The county pension fund now has a funding ratio of 76.3 percent. It was 100 percent funded in 2007 and neared a low of 65 percent in 2009 thanks to the market crash in the Great Recession, according to SDCERA’s market value numbers.
Funding ratios are a key measure of pension fund health.
The county, city and Port pension funds are still below the trigger minimum level of 82.3 percent that helped precipitate the city’s pension scandal in the early 2000s when officials postponed making accelerated contributions.
Thanks to a decision by the SDCERS board last year to change their “smoothing” method, whereby financial impacts are spread out over time, the city of San Diego will see some relieffrom their growing pension bills next year. But it won’t be as much as they thought.
In September, city leaders thought they would pay $312 million toward pensions next fiscal year, instead of $329 million. New numbers show the city will actually pay nearly $323 million next year, $1.6 million less than this year’s payment.
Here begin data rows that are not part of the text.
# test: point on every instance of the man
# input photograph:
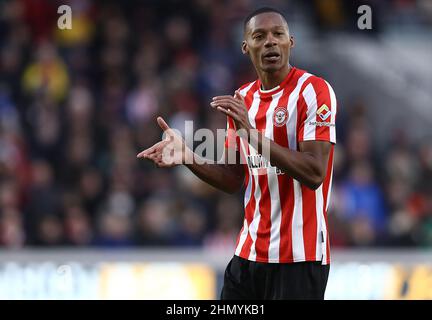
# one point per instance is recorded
(282, 250)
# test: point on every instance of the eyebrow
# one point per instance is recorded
(264, 30)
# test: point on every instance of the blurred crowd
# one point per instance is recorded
(76, 106)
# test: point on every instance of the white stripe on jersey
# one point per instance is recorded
(245, 90)
(309, 96)
(257, 194)
(292, 112)
(256, 219)
(247, 197)
(320, 220)
(297, 224)
(333, 108)
(242, 238)
(275, 216)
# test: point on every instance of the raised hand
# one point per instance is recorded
(169, 152)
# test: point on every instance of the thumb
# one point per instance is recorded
(161, 122)
(237, 95)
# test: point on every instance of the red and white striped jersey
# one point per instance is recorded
(285, 221)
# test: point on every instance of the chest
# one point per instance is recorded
(274, 115)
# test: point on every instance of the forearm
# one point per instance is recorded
(226, 177)
(302, 166)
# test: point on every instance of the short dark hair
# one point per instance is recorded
(259, 11)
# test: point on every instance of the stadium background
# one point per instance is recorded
(80, 217)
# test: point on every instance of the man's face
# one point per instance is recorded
(267, 42)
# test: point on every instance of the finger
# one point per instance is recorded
(150, 150)
(238, 96)
(229, 113)
(221, 97)
(164, 126)
(225, 103)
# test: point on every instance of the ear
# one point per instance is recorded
(245, 48)
(292, 41)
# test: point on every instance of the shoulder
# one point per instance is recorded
(244, 89)
(316, 84)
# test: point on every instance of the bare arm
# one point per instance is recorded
(225, 177)
(173, 151)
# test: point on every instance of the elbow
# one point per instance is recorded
(233, 187)
(315, 182)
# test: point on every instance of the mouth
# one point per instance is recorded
(271, 57)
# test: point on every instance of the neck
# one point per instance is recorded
(270, 80)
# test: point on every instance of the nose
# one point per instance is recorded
(270, 40)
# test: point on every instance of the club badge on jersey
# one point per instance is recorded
(280, 116)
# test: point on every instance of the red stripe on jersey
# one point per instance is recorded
(326, 186)
(286, 194)
(309, 222)
(301, 112)
(286, 185)
(323, 97)
(262, 242)
(250, 206)
(249, 213)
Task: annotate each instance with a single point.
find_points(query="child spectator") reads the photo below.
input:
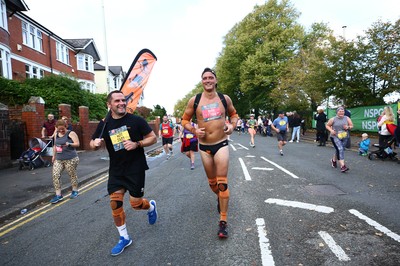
(364, 145)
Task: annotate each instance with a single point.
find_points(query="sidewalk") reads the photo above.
(24, 189)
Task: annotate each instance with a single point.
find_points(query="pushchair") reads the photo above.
(385, 150)
(32, 157)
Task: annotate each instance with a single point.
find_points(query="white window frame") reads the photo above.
(33, 71)
(85, 62)
(32, 36)
(3, 15)
(62, 53)
(5, 62)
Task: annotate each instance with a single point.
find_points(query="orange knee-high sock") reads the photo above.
(223, 197)
(213, 185)
(118, 213)
(141, 204)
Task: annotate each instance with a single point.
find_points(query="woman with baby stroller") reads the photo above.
(386, 136)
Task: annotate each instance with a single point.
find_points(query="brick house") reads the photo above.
(30, 50)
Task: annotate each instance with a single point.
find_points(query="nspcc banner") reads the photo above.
(365, 118)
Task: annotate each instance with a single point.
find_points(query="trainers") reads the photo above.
(122, 244)
(344, 169)
(222, 233)
(334, 163)
(152, 214)
(74, 194)
(56, 199)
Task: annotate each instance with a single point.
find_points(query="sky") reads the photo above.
(185, 35)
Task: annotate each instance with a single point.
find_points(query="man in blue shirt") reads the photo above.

In the private sector, unlike the public, federal law deems certain large pension funds below 80 percent funded as “endangered,” and those below 65 percent as “critical.” All except the airport would be considered “endangered” under those standards, despite last year’s improvements.
At what level public pension funds should be funded is hotly debated. In recent dueling op-eds in the Union-Tribune, a trio of local retiree association presidents called full pension funding “a waste of money,” while a current San Diego county pension fund trustee argued underfunding pensions “amounts to theft.”
The Government Finance Officers Association recommends public agencies adopt policies targeting 100 percent funding for pensions. The American Academy of Actuaries agrees.
Since the county and city pension funds weren’t fully funded last year, each agency missed out on millions of additional dollars they could have earned from last year’s strong investment gains. But in bad years, being underfunded avoids additional losses.